Nürnberg
Geschichte



Meistersinger & Pegnitzschläger
"Trotz gewisser humanistischer Anleihen eines Hans Sachs gab es in Nürnberg zwischen Humanismus und Meistersang keine Verbindung. In der Tat war ja auch das rhetorische "Elegantia"- Modell, das Leute wie Willibald Pirckheimer, Eobanus Hessus oder Johannes Regiomontanus (aus Königsberg in Franken) in ihren lateinischen Schriften verwirklichen wollten, grundverschieden vom silbenzählenden Kunstprinzip der Meistersinger. Zwei Welten existierten hier nebeneinander. Umso bemerkenswerter ist, dass sich, als im 17. Jahrhundert auch die Gebildeten in deutscher Sprache zu dichten begannen, eine Literaturgruppe formierte, die auf den ersten Blick überraschende Ähnlichkeit mit den Meistersingern aufweist. Die Unterschiede sollte man trotzdem nicht verkennen.

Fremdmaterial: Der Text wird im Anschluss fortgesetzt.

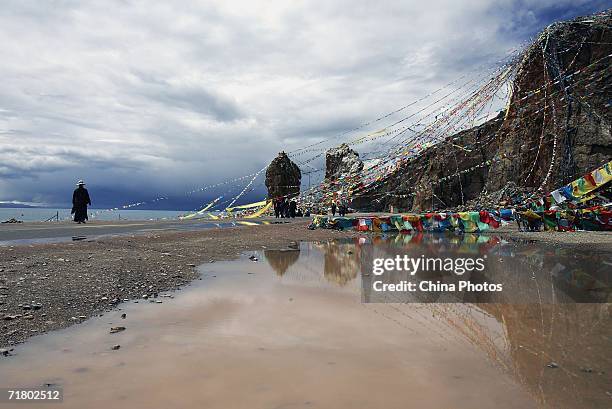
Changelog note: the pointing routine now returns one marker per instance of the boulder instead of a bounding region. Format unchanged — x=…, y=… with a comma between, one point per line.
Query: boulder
x=283, y=177
x=342, y=160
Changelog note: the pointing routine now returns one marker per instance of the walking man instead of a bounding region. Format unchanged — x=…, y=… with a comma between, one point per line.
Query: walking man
x=80, y=200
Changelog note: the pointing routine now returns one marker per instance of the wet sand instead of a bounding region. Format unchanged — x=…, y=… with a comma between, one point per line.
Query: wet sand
x=77, y=280
x=291, y=330
x=245, y=337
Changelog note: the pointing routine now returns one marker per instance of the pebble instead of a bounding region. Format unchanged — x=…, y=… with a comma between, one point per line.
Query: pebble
x=5, y=351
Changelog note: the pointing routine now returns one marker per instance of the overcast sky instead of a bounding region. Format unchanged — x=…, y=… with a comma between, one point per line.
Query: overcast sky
x=142, y=98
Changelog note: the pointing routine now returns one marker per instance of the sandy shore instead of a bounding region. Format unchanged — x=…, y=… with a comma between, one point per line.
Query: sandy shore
x=52, y=286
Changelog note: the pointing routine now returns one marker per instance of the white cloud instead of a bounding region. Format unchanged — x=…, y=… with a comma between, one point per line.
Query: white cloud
x=161, y=96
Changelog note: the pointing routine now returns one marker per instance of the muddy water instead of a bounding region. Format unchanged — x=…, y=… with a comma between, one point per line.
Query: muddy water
x=290, y=331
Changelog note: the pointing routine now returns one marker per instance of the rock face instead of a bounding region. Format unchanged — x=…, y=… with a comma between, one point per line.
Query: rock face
x=342, y=160
x=573, y=134
x=283, y=177
x=544, y=140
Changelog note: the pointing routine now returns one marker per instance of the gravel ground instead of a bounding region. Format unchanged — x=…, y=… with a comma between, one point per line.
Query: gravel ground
x=52, y=286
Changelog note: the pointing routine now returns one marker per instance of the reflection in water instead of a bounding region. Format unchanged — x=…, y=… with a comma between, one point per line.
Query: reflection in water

So wie die Sprache wesentlich geschmeidiger, wortreicher, bildkräftiger und klangvoller geworden war, so hatte sich auch der Kreis derjenigen, die sie pflegten, weiterentwickelt. Patrizier standen jetzt neben Ärzten und Theologen, Erzkonservative neben Schwärmern und Parvenues. Im Herbst 1644 hatten zwei Dichter, Anhänger der Opitz'schen Lehre vom natürlichen Versakzent, auf einer Nürnberger Adelshochzeit um die Wette poesiert: der weltgewandte, vielsprachige und sehr belesene Patrizier Georg Philipp Harsdörffer und ein mittelloser, kriegsflüchtiger, aber genialer Theologiestudent, Johann Klaj aus Meißen. Als die Gesellschaft sich nicht einig werden konnte, wem von ihnen der Preis, ein Blumenkranz, gehören sollte, lösten die beiden den Kranz auf, verteilten die Blumen und proklamierten den Anfang einer Dichtergesellschaft. Das Ganze spielte sich zweifellos im damals modischen Schäferkostüm ab, und auch der neue "Pegnesische Blumenorden", der damit aus der Taufe gehoben war, gab sich künftig schäferlich. Die Sache ließ sich sehr gut an. Der Rat der Stadt hatte gerade in dieser Zeit einem klugen und kunstsinnigen Mann, dem Jenaer Theologieprofessor Johann Michael Dilherr, die Aufsicht über die kulturellen Einrichtungen der Stadt übertragen.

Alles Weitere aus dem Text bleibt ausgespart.